The façade is fully exterior and instrumentally weathered: opaline-graphite brickwork forming the observatory base with mineral staining from dew and frost cycles, marigold-cerulean timber panels cladding the residential sections with sun-faded calibration markings still faintly visible, and jade-rust steel brackets, mounts, and tracking supports embedded into the structure for celestial equipment, all oxidized from long exposure to night humidity and wind. Trim contrast appears in blackened iron calibration rings, riveted steel plates, and brass alignment fixtures dulled into patina.
The sky is a soft highland astronomical overcast, pale blue-gray with thin atmospheric haze, producing even natural daylight that renders materials with documentary realism and no dramatic emphasis.

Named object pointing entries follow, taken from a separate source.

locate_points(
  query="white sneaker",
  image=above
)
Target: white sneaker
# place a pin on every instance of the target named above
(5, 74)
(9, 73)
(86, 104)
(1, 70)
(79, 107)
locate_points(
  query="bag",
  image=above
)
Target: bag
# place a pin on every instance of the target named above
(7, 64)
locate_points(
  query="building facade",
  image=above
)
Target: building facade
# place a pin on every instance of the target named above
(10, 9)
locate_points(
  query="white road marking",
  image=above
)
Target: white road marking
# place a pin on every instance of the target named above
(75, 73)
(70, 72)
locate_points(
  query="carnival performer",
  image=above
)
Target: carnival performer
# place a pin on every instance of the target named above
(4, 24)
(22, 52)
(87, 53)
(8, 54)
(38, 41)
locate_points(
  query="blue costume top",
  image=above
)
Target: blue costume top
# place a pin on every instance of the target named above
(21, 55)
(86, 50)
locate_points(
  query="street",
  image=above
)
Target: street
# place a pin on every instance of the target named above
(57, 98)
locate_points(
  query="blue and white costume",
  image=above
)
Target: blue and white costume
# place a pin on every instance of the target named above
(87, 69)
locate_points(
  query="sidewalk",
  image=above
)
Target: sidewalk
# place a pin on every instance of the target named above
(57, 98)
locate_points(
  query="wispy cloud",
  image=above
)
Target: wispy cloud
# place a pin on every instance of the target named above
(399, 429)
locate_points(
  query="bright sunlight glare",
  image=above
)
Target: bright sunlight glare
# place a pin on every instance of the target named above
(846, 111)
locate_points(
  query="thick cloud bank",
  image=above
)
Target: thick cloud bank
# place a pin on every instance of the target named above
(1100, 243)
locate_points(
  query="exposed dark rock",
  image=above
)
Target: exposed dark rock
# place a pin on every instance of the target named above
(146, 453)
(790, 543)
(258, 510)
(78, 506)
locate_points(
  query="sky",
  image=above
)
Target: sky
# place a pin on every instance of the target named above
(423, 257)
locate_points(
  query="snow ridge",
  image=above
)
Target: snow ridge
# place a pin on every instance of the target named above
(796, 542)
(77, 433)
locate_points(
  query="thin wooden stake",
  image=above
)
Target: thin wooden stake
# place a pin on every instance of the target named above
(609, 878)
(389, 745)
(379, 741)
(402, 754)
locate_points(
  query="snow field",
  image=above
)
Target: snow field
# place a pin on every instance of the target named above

The house sits in a highland meadow biome where grass grows in thin wind-swept layers across stone foundations and instrument pads, and wild alpine flowers—small white star blossoms, yellow meadow buttercups, and pale violet ground blooms—cluster around structural supports. A broken brass telescope gear assembly lies near the base of the dome, frozen and half-buried in moss, while a collapsed wooden instrument shelter leans against a calibration pillar, its roof warped and partially open to the sky. A shallow drainage groove carved into stone channels rainwater away from the observatory base, reflecting fragments of sky in narrow linear pools. Every surface feels exterior, scientific, and physically grounded, like a real Victorian observatory residence built to support measurement of the sky rather than domestic display. The entire scene reads like a documentary architectural photograph of a forgotten scientific dwelling, naturally weathered, structurally precise, and quietly integrated with its celestial purpose.